Much like the Gears of War series the story mode can be played entirely in co-op online with another human being. Disappointingly there is no split-screen option to speak of. Fortunately, if you’re the antisocial sort, it is entirely possible to play through the story mode on your own in single player.

Played in single player you are joined by an A.I controller partner. However this proves to be nothing short of an arduous task of herculean proportions. While your partner is there physically you can tell that his heart isn’t in it – sure he’ll occasionally fire off the odd round, or maybe even throw a grenade if you’re lucky, but he brings so little to the fight that he may as well not be there at all.

Boss fights are fairly tedious affairs that happen too frequently

Adding to the frustration is the fact that the majority of enemies tend to completely ignore the partner and just shoot at the live player instead. This is especially annoying when facing off with gangs of snipers, whose bullets are able to kill you with a single hit in some instances. None of this would matter too much if you were able to be revived by you’re A.I partner, but alas that privilege is reserved only for when playing with human players online. Yes, when playing online co-op players are able to revive each other, however when playing in single player whenever you are taken out that’s it, game over, and back to the last checkpoint. Said checkpoint is usually quite some time ago, normally before a cut scene, which dramatically adds to the frustration levels.

While playing the campaign in single player can best be summed up as a test of patience, playing in online co-op is a far better experience. When two human players are playing together all of the problems from the single player experience fall away to reveal a genuinely fun, if a little derivative, game.

Similarly when playing in co-op with a good partner there’s much more room for strategic gameplay. A personal favourite tactic of mine was to get my partner to pin a group of enemies to the ground just as I threw a grenade at them.

Elsewhere the other multiplayer modes offer a less even experience. Generally speaking the competitive multiplayer is enjoyable, with a variety of objectives to engage in. In one mode, Hour Glass, the two teams have access to one gravity power each and, upon capturing the objective, the gravity of the map flips upside down, sending opponents flying to their doom. Once a round is completed the two teams switch powers and the whole merry battle resumes until one team triumphs.

The co-operative Survival mode however is a bit wonky. Up to four players must defend an objective and take on a near endless supply of enemies (usually consisting of large numbers of weak, but rampantly flailing enemies that can kill players in a few hits) within a set time limit. Generally it’s all quite uninspired and pretty tedious.
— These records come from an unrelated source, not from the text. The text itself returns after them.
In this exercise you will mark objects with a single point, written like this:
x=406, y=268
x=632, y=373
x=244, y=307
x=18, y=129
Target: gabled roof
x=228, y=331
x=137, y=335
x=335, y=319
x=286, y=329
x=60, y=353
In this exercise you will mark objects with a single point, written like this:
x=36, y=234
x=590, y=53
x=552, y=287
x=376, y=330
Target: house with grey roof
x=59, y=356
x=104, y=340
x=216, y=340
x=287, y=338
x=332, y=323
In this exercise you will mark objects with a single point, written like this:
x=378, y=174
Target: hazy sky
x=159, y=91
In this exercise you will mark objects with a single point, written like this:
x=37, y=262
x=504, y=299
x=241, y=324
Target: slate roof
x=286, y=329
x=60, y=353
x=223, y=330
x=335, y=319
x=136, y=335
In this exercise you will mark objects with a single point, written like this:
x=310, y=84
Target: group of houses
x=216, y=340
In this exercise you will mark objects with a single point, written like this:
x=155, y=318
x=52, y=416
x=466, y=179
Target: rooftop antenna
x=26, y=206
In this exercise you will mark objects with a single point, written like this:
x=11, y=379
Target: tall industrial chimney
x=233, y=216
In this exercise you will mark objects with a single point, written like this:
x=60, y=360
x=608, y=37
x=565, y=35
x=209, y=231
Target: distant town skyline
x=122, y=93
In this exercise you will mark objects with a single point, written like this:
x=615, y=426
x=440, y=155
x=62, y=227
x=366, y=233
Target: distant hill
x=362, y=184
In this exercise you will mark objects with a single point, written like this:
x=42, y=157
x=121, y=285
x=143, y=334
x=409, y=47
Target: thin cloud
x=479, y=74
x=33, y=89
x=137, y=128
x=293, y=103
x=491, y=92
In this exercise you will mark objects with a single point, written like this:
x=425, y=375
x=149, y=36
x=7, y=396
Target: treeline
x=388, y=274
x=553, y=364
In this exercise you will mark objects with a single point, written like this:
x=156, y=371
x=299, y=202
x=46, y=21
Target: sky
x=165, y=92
Still, don’t let that put you off, most of the less impressive parts of the game can be ignored entirely. If you’re looking for a decent co-op game, particularly on PS3, then you could do much worse than trying out Inversion.

Review Round-Up

Graphics: 4/5 – Some character models are a bit rough looking, but generally speaking this is a good looking game.

Sound: 3/5 – Perfectly functional music and fairly decent voice acting. Not exactly a standout feature, but perfectly enjoyable.

Gameplay: 2/5 – Perfectly fun in online co-op, but played in single player it’s a massive chore. Cheap death after cheap death is compounded by some pretty lousy checkpointing. All of this could’ve been avoided if they just let your A.I partner revive you.

Longevity: 3/5 – There are about a dozen chapters to play through and a wealth of multiplayer modes. The poor checkpointing makes the game feel a lot longer than it actually is.

Overall: 3 out 5

Despite being pretty derivative Inversion has some pretty good ideas of its own and even manages to be a lot of fun at times. The use of gravity powers makes for some entertaining tactical gameplay, so long as you have a human partner to play with.